Restaurant Profile November 2019: No 14 at the Georgian House
Jim Mulholland, head chef/proprietor, talks to Alyson Magee
WHEN DID YOUR RESTAURANT OPEN?
June 10 was our first night, and we opened to the public on June 12. Lunch has been fantastic from day one, and we’re building our trade at night. We just got an award from Georgina Campbell, highly commended in Newcomer of the Year after only three months in business. That was good, and showed everybody we’re doing something right.
TELL US ABOUT THE SPACE YOU HAVE
The Georgian House dates back to the 1700s, and comprises the ground floor restaurant seating 28 and café seating 14. On the first floor, we have private dining for 28, and can seat the same again in our courtyard. We have converted outhouses in the courtyard into two additional prep spaces for baking and butchery, and have yet to develop a large walled garden space at the rear of the courtyard.
WHAT FEEL ARE YOU AIMING FOR?
John and Myrna Horner own the Georgian House and I lease it from them. They purchased it in 2003, and had undergone a massive regeneration to bring it back to the original building. Myrna had done a lot of research on the building, and what the colours should be and had dressed it with pieces of Georgian furniture and mirrors. All the fireplaces are original, and a craftsman was even brought over from continental Europe to restore the ceiling mouldings.
WHAT’S ON YOUR MENU?
It’s not fine dining. What we envisioned here from the start was contemporary Irish cuisine in nice surroundings using artisan producers and products.
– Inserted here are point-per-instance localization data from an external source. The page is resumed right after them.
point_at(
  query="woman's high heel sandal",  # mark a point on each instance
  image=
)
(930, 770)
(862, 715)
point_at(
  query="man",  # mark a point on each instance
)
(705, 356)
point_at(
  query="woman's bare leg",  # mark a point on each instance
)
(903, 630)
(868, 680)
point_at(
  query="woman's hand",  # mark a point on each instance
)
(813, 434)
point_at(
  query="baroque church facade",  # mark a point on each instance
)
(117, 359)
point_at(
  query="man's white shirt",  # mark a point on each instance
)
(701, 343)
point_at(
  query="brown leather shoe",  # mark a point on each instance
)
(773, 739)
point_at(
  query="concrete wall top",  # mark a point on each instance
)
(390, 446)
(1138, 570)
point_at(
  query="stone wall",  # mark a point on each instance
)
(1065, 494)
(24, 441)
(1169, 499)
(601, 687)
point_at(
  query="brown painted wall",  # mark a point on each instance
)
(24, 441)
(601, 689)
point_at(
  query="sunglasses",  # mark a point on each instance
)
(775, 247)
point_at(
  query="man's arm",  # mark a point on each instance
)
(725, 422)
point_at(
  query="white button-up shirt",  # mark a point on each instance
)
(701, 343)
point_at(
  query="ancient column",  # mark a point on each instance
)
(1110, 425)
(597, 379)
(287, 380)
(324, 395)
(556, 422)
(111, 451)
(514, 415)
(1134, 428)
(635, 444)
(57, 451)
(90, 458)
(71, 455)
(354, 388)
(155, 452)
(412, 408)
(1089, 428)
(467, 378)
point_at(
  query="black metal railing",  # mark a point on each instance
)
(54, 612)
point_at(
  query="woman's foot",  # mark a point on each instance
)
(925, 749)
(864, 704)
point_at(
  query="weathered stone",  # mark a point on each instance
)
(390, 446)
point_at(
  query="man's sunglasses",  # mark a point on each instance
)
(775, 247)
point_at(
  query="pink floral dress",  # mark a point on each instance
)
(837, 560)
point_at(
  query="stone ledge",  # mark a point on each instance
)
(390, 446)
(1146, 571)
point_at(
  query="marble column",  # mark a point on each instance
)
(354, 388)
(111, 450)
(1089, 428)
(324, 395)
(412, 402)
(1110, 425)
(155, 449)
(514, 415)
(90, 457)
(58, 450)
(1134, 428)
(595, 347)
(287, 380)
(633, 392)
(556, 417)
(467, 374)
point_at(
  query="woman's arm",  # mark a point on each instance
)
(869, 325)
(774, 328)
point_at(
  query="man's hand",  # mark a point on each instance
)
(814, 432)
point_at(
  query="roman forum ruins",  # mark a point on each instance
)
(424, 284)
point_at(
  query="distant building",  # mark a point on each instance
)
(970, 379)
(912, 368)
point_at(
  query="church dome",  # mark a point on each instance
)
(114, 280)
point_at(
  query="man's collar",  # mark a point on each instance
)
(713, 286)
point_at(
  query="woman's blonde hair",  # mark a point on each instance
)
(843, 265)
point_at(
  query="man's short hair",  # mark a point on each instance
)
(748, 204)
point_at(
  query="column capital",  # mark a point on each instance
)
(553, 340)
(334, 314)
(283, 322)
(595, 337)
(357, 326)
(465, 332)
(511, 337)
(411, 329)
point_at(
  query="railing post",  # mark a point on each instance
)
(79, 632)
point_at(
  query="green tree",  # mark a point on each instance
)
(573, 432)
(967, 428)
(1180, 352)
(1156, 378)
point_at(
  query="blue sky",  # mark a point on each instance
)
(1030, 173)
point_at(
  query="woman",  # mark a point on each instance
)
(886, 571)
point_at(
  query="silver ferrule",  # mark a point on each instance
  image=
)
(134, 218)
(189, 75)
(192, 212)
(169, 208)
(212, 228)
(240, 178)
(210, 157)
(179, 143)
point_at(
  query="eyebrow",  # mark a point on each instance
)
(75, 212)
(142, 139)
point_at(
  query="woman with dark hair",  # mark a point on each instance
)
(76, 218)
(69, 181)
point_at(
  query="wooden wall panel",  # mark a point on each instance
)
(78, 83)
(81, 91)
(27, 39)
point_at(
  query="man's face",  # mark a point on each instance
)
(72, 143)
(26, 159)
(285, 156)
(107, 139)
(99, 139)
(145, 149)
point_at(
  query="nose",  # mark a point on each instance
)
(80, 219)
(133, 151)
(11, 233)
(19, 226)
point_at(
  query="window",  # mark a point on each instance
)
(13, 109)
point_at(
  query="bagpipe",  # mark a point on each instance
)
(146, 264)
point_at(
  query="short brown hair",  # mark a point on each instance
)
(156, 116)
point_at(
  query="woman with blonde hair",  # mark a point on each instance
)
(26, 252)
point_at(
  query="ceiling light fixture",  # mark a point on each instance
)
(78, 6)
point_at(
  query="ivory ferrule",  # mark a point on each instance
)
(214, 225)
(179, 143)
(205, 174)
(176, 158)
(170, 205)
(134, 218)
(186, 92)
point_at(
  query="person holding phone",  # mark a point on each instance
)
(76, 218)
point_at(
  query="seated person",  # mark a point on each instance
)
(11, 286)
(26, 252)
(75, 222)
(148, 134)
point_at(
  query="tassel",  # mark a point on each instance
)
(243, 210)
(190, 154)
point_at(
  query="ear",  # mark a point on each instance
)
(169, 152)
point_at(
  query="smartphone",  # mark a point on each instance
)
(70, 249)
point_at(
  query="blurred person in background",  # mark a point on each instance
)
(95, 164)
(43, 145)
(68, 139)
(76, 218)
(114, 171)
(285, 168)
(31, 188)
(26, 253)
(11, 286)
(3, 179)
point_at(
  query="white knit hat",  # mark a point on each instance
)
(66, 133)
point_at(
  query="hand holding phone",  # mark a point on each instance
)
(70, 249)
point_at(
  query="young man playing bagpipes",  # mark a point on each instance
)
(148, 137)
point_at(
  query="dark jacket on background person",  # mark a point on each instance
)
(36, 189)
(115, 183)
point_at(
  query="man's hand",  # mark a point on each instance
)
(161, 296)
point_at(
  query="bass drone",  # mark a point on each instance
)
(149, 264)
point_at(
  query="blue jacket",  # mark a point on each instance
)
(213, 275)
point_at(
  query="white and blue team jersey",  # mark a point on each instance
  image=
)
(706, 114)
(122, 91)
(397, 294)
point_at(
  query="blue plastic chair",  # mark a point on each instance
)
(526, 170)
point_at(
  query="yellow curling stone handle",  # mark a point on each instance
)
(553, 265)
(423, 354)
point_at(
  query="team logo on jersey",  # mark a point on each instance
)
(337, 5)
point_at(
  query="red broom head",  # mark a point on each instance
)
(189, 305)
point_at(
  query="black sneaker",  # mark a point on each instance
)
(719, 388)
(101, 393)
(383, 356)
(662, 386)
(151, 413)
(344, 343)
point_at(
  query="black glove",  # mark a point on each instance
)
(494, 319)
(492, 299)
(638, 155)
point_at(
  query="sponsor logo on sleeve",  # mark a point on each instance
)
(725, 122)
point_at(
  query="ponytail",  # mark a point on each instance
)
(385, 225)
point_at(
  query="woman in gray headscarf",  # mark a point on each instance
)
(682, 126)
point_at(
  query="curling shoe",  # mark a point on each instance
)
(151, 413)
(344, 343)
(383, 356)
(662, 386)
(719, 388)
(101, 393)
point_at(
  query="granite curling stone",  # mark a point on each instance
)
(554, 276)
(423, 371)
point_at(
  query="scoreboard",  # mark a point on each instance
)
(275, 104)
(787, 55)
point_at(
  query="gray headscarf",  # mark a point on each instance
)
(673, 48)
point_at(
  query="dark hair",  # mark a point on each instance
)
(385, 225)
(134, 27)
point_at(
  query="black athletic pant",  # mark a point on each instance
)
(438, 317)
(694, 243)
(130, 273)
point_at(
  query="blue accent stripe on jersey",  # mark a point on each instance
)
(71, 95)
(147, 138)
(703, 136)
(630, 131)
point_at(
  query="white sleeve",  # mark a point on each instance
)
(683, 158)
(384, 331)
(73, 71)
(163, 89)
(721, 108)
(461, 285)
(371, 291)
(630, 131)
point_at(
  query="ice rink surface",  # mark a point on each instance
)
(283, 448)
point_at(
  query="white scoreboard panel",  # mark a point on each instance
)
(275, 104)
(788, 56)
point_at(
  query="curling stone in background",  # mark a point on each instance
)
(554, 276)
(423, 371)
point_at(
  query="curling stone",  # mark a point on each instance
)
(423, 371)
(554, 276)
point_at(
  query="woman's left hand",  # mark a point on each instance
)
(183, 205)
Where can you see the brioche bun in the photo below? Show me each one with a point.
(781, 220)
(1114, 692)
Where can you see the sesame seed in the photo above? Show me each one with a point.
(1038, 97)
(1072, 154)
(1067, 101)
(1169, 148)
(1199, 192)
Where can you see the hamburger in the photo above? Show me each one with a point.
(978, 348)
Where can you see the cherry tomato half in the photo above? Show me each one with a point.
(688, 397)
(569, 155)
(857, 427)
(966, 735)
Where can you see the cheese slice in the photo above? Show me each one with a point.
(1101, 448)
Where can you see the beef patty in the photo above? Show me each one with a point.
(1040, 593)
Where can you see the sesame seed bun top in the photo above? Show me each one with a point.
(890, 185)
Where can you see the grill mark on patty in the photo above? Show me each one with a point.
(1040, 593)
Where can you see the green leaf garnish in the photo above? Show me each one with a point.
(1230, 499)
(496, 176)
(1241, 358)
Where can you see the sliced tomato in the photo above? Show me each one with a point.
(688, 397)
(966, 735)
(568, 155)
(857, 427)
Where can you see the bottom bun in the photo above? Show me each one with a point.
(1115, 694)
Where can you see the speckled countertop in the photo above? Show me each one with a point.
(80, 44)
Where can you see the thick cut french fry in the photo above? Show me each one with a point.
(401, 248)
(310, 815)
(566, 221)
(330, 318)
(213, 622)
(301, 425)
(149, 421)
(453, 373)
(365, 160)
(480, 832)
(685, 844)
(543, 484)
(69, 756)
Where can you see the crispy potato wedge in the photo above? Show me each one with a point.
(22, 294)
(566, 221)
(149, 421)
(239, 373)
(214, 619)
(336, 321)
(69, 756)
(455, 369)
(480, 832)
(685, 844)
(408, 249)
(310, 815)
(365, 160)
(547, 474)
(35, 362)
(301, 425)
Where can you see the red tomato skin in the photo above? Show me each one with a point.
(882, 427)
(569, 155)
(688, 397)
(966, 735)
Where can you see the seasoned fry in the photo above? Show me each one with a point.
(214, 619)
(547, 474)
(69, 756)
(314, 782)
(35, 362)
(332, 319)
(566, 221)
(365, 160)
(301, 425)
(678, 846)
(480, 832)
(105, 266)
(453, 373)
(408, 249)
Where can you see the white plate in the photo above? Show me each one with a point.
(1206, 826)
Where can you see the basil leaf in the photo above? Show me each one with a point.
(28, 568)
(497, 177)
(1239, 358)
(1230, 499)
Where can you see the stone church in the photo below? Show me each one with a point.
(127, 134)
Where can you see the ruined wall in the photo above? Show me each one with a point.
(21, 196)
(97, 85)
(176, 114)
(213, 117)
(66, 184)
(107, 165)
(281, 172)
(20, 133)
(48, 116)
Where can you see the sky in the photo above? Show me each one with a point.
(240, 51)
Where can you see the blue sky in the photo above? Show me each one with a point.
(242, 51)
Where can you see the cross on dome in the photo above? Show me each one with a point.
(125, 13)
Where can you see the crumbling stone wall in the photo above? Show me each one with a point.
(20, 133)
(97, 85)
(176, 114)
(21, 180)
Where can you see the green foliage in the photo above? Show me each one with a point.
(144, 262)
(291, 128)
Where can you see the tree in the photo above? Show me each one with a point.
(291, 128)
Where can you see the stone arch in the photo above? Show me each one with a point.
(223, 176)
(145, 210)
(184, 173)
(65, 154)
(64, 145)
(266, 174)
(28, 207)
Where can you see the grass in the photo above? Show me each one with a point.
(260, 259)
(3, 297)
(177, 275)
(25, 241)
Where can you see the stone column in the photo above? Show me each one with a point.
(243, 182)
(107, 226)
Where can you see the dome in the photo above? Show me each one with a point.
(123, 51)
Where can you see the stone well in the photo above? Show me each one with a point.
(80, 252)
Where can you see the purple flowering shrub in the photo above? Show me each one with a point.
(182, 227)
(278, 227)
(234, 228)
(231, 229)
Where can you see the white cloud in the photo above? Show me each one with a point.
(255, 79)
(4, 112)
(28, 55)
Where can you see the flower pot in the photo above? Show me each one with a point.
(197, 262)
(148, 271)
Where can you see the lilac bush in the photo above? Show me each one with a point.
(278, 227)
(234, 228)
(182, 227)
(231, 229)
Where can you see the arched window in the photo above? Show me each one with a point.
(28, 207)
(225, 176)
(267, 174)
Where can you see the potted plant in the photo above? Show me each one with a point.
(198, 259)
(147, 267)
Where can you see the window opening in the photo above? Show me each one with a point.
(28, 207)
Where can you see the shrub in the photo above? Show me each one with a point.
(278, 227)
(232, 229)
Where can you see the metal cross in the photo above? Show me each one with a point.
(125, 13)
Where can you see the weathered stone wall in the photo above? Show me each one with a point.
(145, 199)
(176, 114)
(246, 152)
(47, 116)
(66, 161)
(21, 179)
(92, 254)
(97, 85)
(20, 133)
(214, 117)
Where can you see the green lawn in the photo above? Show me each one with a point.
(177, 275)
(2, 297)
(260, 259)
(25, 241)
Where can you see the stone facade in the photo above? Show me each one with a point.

The more local-based I can make my menus, the better, so that’s what we did. When I first came here, I went around all the local suppliers and now a good 85% of my menu is based locally. My pork supplier is Robbie at Stonebridge Cottage in Crossgar, Springmount Farm in Ballygowan for eggs, Buchanan’s in Kilrea for turkey and a butcher in Newtownards for beef. I have a lot of game coming in at the moment, including wild partridge and wood pigeon. We get Comber potatoes, broccoli from Ballymakenny Farm just over the border and beetroot from Mooncoin near Kilkenny. I use Indie Fude around the corner quite a lot for cheeses and other artisan products. I fell in love with the area because it’s full of artisan suppliers and producers with the Comber Farmers’ Market.
HOW DO YOU PROMOTE THE RESTAURANT & MAKE IT STAND OUT?
Social media is a big one for us, and we put our menus on there, and up-and-coming events. It’s very important you keep a couple of months ahead of yourself, and we run a lot of events to keep people interested; for example, a tasting night on October 26 when I will be cooking with guest chef Nathan Snoddon who is coming over from London. I also do demonstrations at the local market, which is a good way of embracing the public, showing them what we do and getting feedback.
I just think it’s about originality, sourcing local produce and the team here are highly trained and good at one-to-one with customers which I feel is very important. If you want the community to embrace you, you have to be part of the community.
WHO ARE YOUR CUSTOMERS?
We get quite a wide base. We get our local customers during the day and then, at nightime, they come from as far as Bangor, Newtownards, Belfast, Carryduff or even Fermanagh. It shows that our name is getting out there. We do get quite a lot of tourism in the area, and we have had Americans and English in over the last week.
HOW DO YOU SEE THE RESTAURANT DEVELOPING?
Next year, the emphasis will be on the walled garden and deciding what to do with it. And we only ran one event in the courtyard this year, a Jazz Sunday, but we hope to do a lot more next year because it was very successful.